DULUTH - Dakotah Lindwurm's favorite mantra is: I'm strong, I'm fast, my speed will last.
The rising star distance runner from Eagan stood by her word, again, in Saturday's 46th Grandma's Marathon. Aided by superb racing weather, she won a second straight women's title, in 2 hours, 25 minutes, 1 second. It was a personal best by four minutes and was the second-best women's time in race history and the 12th best in American women's marathon history.
"I've never been so happy. This might be the pinnacle of my career so far," said Lindwurm, a former high school hockey goalie in St. Francis. "I was reminded of what the course record was, just before the race started, and it gave me a purpose. It gave me something to chase."
The day was kind to nearly all of the 8,832 entries, including men's course-record holder Dominic Ondoro of Eldoret, Kenya. Because of injuries, he hadn't won a race since the 2019 Twin Cities Marathon. Ondoro, 34, won Saturday in 2:09:34, the second-best time on the course since he finished in 2:09:06 in 2014.
It was about 48 degrees at the 7:30 a.m. start in Two Harbors with an 8 mph tailwind, and it was no more than 50 at the finish in Duluth's Canal Park.
Lindwurm, a member of the Minnesota Distance Elite program, found herself alone at about 16 miles and pushed on to finish within 33 seconds of the course best of 2:24:28, set by Kellyn Taylor in 2018. Two months ago, in the Boston Marathon, Lindwurm finished 14th in 2:29:55, and that wasn't what she wanted.
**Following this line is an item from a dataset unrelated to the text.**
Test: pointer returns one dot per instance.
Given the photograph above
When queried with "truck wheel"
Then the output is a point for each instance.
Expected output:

"I was really disappointed. I knew I could run, maybe, three minutes faster," the 5-1, 105-pound Lindwurm said. "The weather today rated 10 out of 10 and helped me do that."
Ondoro and training partner Elisha Barno have ruled Minnesota's two largest marathons in recent years. Ondoro has won the Twin Cities Marathon four times (2015-17, 2019), and Barno, 36, is the only four-time Grandma's Marathon champion (2015-18) and won the 2018 Twin Cities Marathon. They were part of a six-man group for the first 21 miles Saturday.
Ondoro says he likes hills, and he made his move on one, at the base of Lemon Drop Hill, on London Road, at 22 miles. Only one runner, runner-up Sammy Rotich, 35, of Kenya covered the surge. Ultimately he was left behind, too.
"I picked out that hill. I knew that's where I was going to go, and I was feeling good there," Ondoro said. "I cannot tell you how happy I am to win again. I wasn't sure when, or if, it would happen."
His injuries since 2019 have included ankle tendons, knee and groin. But recent training, with Barno, averaged 130 miles a week and both were ready. Barno finished fourth in 2:10:22 in the best mass finish in Grandma's history, with five men going under 2:11. It was also the best mass finish for women, with five going under 2:29.
Ondoro won $12,500, including $2,500 for going sub-2:10. Rotich was second in 2:10:07, fifth-fastest in race history, for $9,500, and James Ngandu, 32, of Kenya was third in 2:10:17, sixth-fastest in race history, for $7,000. Defending champion Milton Rotich of Kenya didn't finish the race. The top Minnesotan was Kevin Lewis, 28, of Richfield, 10th in 2:13:48.
East African men have taken 12 straight Grandma's Marathon titles and 22 of the past 25.
Lindwurm had an excellent payday, earning $20,000, including $10,000 for going under 2:28. Sarah Sellers, 30, of Ogden, Utah, finished second in 2:25:43 to earn $17,500, and Susanna Sullivan, 32, of Reston, Va., was third in 2:26:56 for $15,000.
Lindwurm is the only Minnesota woman to claim consecutive titles in Minnesota's oldest marathon. U.S. women have now won four straight years at Grandma's Marathon, which hasn't happened since 1994, when the streak reached six.